Wherein we explore the expressive nuances of getting the last word in, and mangle strings over and over until until we end up just where we started.
THE WEEKLY CHALLENGE – PERL & RAKU #63
Let me start off by saying things were thankfully a lot less theoretical and a lot better defined this week, allowing us some relaxing time to play around with techniques rather than just spending hours, then days looking for ways to first just understand and then try and solve a rather difficult problem, with somewhat unsatisfactory results to show for my work. I for one would rather not consider Spacechess again for some time, thank you very much. Not to say it wasn’t without its pleasures, but it was exhausting, and by the end I simply ran out of time to really figure the best way to go. I mean, it’s not like there’s really a correct answer, per se.

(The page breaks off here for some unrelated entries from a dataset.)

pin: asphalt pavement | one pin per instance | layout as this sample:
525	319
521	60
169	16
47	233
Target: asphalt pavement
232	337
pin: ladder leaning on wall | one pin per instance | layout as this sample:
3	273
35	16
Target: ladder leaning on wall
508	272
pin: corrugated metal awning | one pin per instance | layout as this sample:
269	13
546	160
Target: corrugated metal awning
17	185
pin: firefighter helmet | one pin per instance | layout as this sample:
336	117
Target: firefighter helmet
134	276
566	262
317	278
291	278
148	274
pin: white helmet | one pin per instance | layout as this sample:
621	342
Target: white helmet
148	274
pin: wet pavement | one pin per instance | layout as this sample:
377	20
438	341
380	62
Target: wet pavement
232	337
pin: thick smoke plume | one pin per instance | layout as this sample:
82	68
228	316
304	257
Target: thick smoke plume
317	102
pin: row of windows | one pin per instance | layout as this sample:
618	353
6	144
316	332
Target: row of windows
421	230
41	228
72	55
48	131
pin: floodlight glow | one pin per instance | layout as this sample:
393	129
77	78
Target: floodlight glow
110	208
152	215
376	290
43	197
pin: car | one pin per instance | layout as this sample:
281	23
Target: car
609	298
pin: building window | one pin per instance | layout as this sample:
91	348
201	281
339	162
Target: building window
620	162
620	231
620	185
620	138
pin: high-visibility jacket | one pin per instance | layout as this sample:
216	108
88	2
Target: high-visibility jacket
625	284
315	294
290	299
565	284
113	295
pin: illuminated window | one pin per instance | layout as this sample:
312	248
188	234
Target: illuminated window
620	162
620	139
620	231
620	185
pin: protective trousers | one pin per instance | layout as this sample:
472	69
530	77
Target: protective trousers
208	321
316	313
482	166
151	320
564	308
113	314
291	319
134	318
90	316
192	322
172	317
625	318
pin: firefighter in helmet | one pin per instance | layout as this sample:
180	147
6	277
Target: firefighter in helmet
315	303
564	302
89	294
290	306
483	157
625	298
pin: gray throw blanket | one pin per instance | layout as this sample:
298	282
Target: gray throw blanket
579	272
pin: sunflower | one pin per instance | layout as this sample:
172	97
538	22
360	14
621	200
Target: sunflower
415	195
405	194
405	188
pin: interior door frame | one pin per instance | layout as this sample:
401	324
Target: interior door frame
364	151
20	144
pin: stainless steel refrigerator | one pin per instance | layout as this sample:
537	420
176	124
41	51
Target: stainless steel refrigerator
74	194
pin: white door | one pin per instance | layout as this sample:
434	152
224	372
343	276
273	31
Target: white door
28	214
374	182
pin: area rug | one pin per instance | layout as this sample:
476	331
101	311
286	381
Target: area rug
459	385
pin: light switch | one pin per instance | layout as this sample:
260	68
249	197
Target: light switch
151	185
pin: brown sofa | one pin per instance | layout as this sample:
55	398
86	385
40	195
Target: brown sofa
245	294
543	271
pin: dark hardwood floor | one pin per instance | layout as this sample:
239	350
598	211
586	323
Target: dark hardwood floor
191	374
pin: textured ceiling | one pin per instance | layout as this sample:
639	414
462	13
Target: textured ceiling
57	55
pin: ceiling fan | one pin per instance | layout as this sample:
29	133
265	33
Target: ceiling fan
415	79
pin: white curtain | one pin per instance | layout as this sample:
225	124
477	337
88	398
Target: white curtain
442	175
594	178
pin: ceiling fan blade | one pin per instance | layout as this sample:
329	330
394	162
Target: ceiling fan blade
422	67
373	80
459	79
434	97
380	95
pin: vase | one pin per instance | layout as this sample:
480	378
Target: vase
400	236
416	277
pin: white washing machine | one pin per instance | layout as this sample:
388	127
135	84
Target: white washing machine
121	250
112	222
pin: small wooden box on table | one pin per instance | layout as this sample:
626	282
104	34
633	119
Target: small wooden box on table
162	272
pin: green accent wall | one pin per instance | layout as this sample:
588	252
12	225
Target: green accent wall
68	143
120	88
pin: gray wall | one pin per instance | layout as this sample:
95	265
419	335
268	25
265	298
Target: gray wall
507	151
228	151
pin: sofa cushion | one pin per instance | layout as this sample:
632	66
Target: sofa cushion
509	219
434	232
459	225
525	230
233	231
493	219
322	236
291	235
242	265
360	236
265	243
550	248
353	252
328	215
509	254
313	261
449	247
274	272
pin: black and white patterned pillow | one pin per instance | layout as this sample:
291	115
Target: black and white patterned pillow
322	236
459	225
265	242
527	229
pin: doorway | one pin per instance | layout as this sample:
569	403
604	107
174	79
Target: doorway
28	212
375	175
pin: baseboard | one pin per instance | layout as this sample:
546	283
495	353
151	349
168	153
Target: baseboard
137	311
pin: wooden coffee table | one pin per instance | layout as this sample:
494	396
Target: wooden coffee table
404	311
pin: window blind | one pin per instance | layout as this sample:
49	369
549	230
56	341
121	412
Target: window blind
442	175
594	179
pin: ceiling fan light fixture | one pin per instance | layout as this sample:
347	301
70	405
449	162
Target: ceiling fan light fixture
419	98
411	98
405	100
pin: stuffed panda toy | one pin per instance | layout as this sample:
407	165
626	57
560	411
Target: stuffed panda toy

With that out of the way, let’s get to it.
TASK #1 › Last Word
Submitted by: Mohammad S Anwar
Lovingly Crafted by: Ryan Thompson
Define sub last_word($string, $regexp)
that returns the last word matching $regexp
found in the given string, or undef
if the string does not contain a word matching $regexp
.
For this challenge, a “word” is defined as any character sequence consisting of non-whitespace characters (\S
) only. That means punctuation and other symbols are part of the word.
The $regexp
is a regular expression. Take care that the regexp can only match individual words! See the Examples for one way this can break if you are not careful.
Examples
last_word(' hello world', qr/[ea]l/); # 'hello'
last_word("Don't match too much, Chet!", qr/ch.t/i); # 'Chet!'
last_word("spaces in regexp won't match", qr/in re/); # undef
last_word( join(' ', 1..1e6), qr/^(3.*?){3}/); # '399933'
Method
It seems the main idea behind this challenge is in the mechanics of passing a regular expression into a subroutine, and in handling a variety of edge-cases that can arise whilst still conforming to the required behavior.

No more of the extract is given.